Auto-aiuto: Poiché il rischio di aterosclerosi è in rapporto al livello del colesterolo e di altri grassi nel sangue, riducete il consumo di grassi saturi a favore di quelli polinsaturi. In altri termini: mangiate pollame e pesce magro anziché maiale, manzo, agnello. Eliminate il grasso dalla carne che cucinate, e fatela alla griglia piuttosto che condita. Poiché un uovo vi fornisce la quota giornaliera di colesterolo, riducete il consumo di uova a tre la settimana. Evitate panna e dolciumi; usate margarina vegetale e olio d'oliva anziché burro; mangiate più frutta e verdure; per friggere, usate olio extravergine d'oliva o altri a elevato contenuto di grassi polinsaturi, come olio di mais o di girasole, e non quegli oli che si limitano a dichiararsi «oli vegetali». Non è stato definito un rapporto preciso tra obesità, fumo e aterosclerosi. Ma le persone che sono sovrappeso, cosi come i forti fumatori, sono particolarmente suscettibili alla maggior parte delle malattie che possono essere causate dall'aterosclerosi. Quindi, siate prudenti. Smettete di fumare, anche se non siete sovrappeso, perché il fumo accresce fortemente il rischio di tumori maligni ai polmoni. Se siete sovrappeso, cercate di fare una buona dieta dimagrante che elimini il grasso eccedente.

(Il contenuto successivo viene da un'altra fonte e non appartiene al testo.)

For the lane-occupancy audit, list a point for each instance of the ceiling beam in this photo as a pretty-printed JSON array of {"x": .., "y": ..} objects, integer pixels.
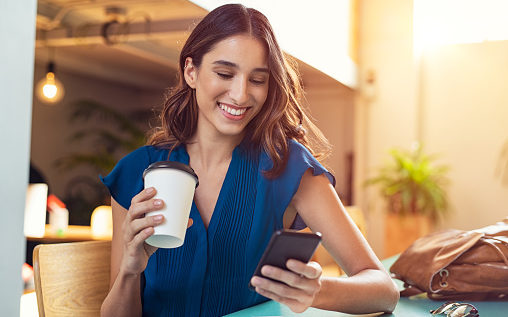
[{"x": 87, "y": 34}]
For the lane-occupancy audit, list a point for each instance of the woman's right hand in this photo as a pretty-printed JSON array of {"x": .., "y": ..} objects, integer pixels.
[{"x": 137, "y": 228}]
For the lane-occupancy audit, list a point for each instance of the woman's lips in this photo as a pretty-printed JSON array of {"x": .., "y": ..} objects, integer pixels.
[{"x": 232, "y": 112}]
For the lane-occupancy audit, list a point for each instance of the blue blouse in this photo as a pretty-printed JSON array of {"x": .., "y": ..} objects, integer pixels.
[{"x": 209, "y": 274}]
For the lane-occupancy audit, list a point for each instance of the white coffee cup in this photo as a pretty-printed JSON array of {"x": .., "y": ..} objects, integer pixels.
[{"x": 175, "y": 184}]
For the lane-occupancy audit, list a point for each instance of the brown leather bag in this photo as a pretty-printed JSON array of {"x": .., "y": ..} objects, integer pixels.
[{"x": 457, "y": 264}]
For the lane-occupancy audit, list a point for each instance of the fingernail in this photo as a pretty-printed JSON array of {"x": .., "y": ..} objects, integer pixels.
[
  {"x": 266, "y": 270},
  {"x": 254, "y": 281}
]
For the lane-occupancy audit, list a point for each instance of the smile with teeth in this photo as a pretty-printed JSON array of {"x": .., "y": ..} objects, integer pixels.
[{"x": 231, "y": 111}]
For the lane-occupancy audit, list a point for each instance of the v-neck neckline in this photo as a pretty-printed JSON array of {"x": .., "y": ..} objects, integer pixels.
[{"x": 225, "y": 187}]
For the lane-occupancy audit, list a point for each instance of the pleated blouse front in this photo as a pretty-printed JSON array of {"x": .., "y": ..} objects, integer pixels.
[{"x": 209, "y": 274}]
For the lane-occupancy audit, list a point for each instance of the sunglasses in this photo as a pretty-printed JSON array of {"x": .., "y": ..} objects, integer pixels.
[{"x": 453, "y": 309}]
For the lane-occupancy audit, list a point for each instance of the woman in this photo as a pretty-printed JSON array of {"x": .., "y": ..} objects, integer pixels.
[{"x": 235, "y": 118}]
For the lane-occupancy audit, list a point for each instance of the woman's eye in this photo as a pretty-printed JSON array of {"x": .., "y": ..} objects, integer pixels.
[
  {"x": 225, "y": 76},
  {"x": 258, "y": 81}
]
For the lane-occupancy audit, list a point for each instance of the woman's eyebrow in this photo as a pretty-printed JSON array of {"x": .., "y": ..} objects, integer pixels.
[{"x": 233, "y": 65}]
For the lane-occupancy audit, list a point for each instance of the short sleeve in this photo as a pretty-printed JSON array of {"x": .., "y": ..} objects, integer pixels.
[
  {"x": 286, "y": 185},
  {"x": 126, "y": 179}
]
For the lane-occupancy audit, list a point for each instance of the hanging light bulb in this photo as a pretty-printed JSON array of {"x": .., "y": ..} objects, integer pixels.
[{"x": 49, "y": 89}]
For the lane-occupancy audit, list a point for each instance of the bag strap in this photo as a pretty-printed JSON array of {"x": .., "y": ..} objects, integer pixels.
[{"x": 498, "y": 250}]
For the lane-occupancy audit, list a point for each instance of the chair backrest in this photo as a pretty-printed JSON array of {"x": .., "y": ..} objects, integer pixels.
[{"x": 71, "y": 279}]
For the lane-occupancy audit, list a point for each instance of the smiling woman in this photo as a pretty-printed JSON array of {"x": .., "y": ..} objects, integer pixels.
[{"x": 236, "y": 118}]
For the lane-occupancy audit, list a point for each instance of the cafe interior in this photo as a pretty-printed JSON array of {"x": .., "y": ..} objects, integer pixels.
[{"x": 401, "y": 89}]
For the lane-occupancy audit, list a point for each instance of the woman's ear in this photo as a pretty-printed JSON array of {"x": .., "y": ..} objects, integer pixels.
[{"x": 189, "y": 73}]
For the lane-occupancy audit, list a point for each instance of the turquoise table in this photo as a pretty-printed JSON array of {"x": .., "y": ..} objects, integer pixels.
[{"x": 407, "y": 307}]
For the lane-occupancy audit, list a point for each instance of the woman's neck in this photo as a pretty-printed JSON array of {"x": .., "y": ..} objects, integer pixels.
[{"x": 207, "y": 153}]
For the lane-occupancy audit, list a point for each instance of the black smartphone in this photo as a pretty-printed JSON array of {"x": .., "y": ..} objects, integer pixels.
[{"x": 288, "y": 244}]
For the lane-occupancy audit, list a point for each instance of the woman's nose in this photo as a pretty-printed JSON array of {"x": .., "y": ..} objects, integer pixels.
[{"x": 239, "y": 91}]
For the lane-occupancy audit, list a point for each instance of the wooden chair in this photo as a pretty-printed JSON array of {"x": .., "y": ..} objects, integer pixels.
[{"x": 71, "y": 279}]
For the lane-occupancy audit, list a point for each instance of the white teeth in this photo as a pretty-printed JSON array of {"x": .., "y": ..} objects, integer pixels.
[{"x": 235, "y": 112}]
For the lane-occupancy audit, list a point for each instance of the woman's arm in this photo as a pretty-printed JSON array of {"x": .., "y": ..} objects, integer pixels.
[
  {"x": 129, "y": 254},
  {"x": 368, "y": 287}
]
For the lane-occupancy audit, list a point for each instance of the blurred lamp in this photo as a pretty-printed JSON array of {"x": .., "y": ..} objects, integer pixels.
[{"x": 49, "y": 89}]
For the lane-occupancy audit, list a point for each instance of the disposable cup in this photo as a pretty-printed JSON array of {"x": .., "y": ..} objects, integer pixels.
[{"x": 175, "y": 184}]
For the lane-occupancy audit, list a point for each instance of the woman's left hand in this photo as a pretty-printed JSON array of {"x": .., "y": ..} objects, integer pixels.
[{"x": 299, "y": 285}]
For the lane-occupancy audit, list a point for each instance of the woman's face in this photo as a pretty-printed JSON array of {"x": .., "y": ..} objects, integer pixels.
[{"x": 231, "y": 85}]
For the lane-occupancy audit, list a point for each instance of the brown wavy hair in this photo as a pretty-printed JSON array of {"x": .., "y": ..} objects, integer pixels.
[{"x": 282, "y": 117}]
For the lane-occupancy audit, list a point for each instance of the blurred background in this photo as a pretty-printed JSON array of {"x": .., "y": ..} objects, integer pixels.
[{"x": 411, "y": 94}]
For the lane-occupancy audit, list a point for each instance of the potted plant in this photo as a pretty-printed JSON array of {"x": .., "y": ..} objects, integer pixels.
[
  {"x": 414, "y": 189},
  {"x": 105, "y": 136}
]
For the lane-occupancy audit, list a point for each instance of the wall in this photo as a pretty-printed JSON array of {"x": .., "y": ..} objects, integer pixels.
[
  {"x": 17, "y": 35},
  {"x": 332, "y": 105},
  {"x": 52, "y": 129},
  {"x": 454, "y": 100},
  {"x": 465, "y": 108},
  {"x": 385, "y": 112}
]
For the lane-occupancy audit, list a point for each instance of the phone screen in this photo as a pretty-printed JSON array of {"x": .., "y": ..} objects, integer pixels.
[{"x": 288, "y": 244}]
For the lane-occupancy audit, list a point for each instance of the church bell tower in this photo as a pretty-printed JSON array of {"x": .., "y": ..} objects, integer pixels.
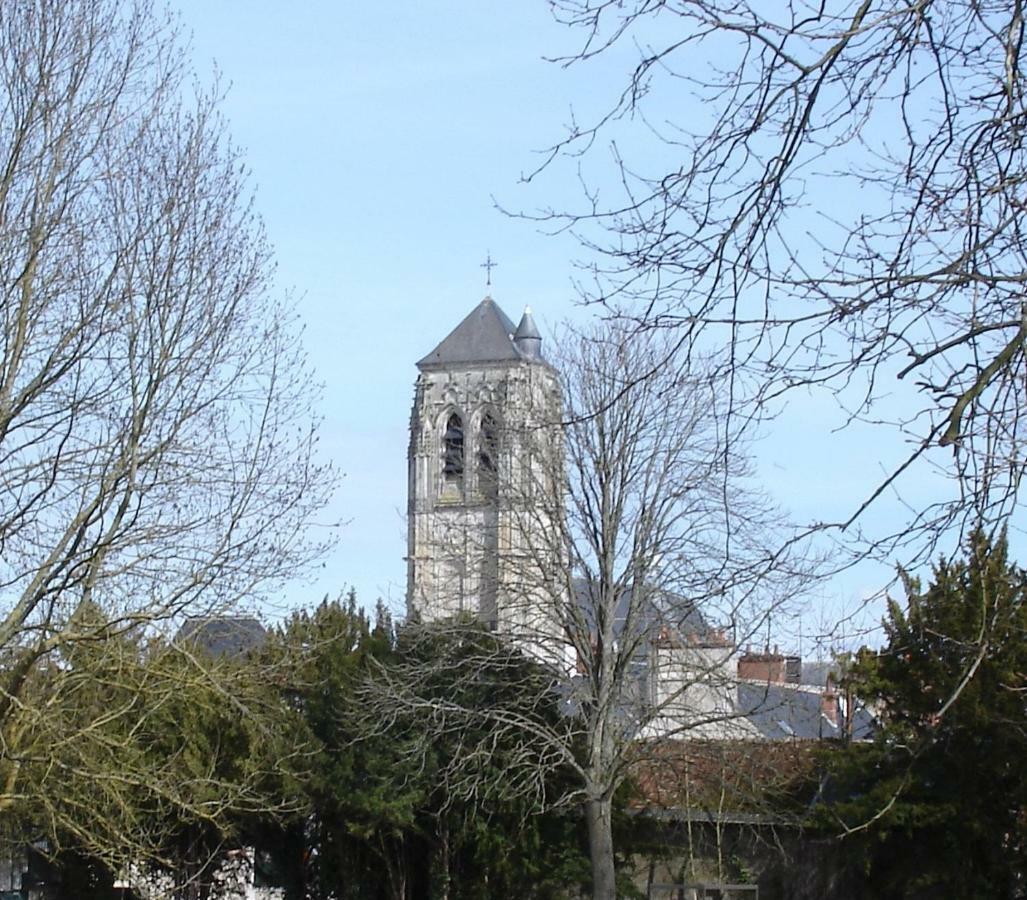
[{"x": 486, "y": 477}]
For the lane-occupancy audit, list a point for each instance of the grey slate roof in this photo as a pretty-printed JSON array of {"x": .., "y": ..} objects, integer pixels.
[
  {"x": 486, "y": 335},
  {"x": 783, "y": 711},
  {"x": 223, "y": 635}
]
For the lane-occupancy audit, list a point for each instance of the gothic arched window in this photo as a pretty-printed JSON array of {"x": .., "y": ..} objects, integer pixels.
[
  {"x": 453, "y": 450},
  {"x": 488, "y": 454}
]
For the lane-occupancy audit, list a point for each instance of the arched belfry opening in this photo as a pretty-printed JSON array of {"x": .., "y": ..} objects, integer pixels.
[
  {"x": 482, "y": 395},
  {"x": 488, "y": 457},
  {"x": 452, "y": 453}
]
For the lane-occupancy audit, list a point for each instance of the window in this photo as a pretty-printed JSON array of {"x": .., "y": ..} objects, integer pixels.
[
  {"x": 453, "y": 450},
  {"x": 488, "y": 455}
]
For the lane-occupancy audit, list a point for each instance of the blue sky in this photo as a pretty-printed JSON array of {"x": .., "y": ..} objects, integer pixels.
[{"x": 380, "y": 138}]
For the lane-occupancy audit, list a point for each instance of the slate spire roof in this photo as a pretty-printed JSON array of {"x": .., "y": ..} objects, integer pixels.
[{"x": 486, "y": 335}]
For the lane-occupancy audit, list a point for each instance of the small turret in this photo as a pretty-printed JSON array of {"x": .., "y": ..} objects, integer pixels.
[{"x": 526, "y": 338}]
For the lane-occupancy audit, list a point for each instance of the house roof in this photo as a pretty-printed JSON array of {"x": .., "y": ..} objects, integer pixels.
[
  {"x": 223, "y": 635},
  {"x": 486, "y": 335},
  {"x": 784, "y": 711}
]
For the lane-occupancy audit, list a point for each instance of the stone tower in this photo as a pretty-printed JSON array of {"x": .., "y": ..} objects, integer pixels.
[{"x": 485, "y": 478}]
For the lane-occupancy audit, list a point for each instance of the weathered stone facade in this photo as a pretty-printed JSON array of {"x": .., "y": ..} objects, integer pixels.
[{"x": 485, "y": 486}]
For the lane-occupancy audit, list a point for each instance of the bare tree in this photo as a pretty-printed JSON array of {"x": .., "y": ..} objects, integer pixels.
[
  {"x": 828, "y": 195},
  {"x": 639, "y": 556},
  {"x": 155, "y": 425}
]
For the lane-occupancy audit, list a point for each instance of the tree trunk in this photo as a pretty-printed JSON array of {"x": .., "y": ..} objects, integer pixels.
[{"x": 598, "y": 814}]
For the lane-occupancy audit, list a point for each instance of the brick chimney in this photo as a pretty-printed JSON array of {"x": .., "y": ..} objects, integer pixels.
[
  {"x": 762, "y": 667},
  {"x": 829, "y": 705}
]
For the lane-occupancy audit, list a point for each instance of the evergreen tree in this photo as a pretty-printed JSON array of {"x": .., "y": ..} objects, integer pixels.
[{"x": 937, "y": 802}]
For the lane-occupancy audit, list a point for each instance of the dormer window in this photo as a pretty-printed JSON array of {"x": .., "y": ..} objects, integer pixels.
[{"x": 453, "y": 451}]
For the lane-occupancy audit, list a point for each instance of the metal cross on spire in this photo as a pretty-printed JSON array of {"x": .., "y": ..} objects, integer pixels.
[{"x": 489, "y": 265}]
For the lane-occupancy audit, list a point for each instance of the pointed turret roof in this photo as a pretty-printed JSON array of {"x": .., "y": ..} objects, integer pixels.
[{"x": 485, "y": 336}]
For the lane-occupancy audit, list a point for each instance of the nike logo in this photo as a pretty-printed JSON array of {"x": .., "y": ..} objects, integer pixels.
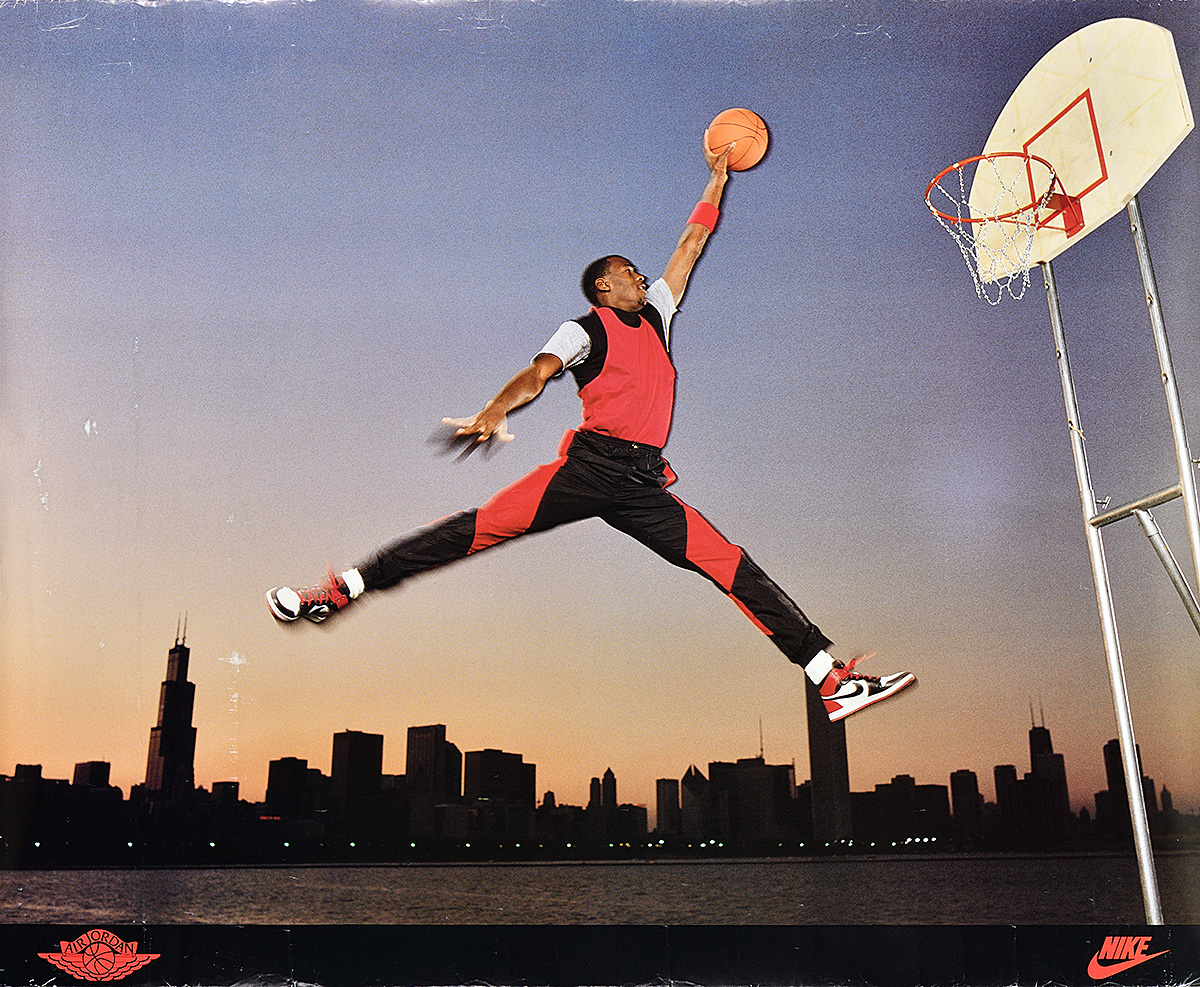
[{"x": 1123, "y": 951}]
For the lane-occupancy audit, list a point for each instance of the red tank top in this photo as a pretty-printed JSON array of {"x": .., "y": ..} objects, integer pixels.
[{"x": 633, "y": 395}]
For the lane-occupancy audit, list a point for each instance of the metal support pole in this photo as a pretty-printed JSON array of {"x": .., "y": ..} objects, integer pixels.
[
  {"x": 1173, "y": 568},
  {"x": 1108, "y": 622},
  {"x": 1170, "y": 386}
]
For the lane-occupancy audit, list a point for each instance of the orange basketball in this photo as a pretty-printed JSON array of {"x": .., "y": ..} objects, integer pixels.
[{"x": 747, "y": 129}]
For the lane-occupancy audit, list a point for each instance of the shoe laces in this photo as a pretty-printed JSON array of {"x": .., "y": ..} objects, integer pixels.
[
  {"x": 327, "y": 592},
  {"x": 846, "y": 673}
]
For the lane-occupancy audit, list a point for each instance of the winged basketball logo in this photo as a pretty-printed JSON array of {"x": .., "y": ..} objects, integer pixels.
[{"x": 99, "y": 956}]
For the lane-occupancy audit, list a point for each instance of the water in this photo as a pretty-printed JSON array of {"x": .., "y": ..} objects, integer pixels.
[{"x": 994, "y": 889}]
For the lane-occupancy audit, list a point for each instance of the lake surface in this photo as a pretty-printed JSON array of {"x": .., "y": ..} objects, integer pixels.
[{"x": 994, "y": 889}]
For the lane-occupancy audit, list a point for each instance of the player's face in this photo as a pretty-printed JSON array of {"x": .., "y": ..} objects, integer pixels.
[{"x": 625, "y": 286}]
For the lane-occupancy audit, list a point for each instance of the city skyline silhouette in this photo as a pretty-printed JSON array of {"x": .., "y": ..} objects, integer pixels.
[{"x": 498, "y": 793}]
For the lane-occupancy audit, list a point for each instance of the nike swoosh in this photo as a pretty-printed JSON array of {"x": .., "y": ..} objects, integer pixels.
[{"x": 1097, "y": 970}]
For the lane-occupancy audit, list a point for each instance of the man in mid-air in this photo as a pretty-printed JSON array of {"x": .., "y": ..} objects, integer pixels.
[{"x": 610, "y": 467}]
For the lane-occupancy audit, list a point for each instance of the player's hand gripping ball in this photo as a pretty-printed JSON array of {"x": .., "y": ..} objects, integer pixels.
[{"x": 742, "y": 126}]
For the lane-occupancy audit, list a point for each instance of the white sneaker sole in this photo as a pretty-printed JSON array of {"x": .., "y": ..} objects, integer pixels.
[{"x": 904, "y": 681}]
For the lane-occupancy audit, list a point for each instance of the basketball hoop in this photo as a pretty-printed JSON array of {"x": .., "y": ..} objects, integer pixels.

Infine, fate regolare esercizio fisico. Un programma di moderata attività fisica può impedire lo sviluppo dell'aterosclerosi e comunque diminuire il rischio di andare incontro alle più gravi delle sue conseguenze. Ma non esagerate neanche in questo. Fatevi consigliare dal medico, se temete che uno sforzo fisico possa esservi dannoso. Intervento medico: II medico terrà sotto controllo la vostra pressione sanguigna curandovi l' ipertensione, nel caso che vi sia. Se il livello di colesterolo e di altri grassi nel sangue è oltre la norma, potrà prescrivervi un farmaco che,.preso regolarmente, lo abbasserà (anche se alcuni di questi tarmaci possono avere effetti negativi sul fegato).

Ateroma nelle arterie
Per aterosclerosi si intende la formazione di placche di tessuto grasso (ateromi) all'interno e sulla parete delle arterie. Un ateroma tende a formarsi dove l'arteria si ramifica e il flusso regolare del sangue è naturalmente disturbato. Se il deposito ateromatoso aumenta, il calibro dell'arteria viene ridotto in modo sensibile e ciò disturba ulteriormente il flusso del sangue, determinando l'accumulo di altro materiale grasso. Un ateroma rende ruvida la superficie della parete arteriosa, contribuendo ad accelerare il processo aterosclerotico.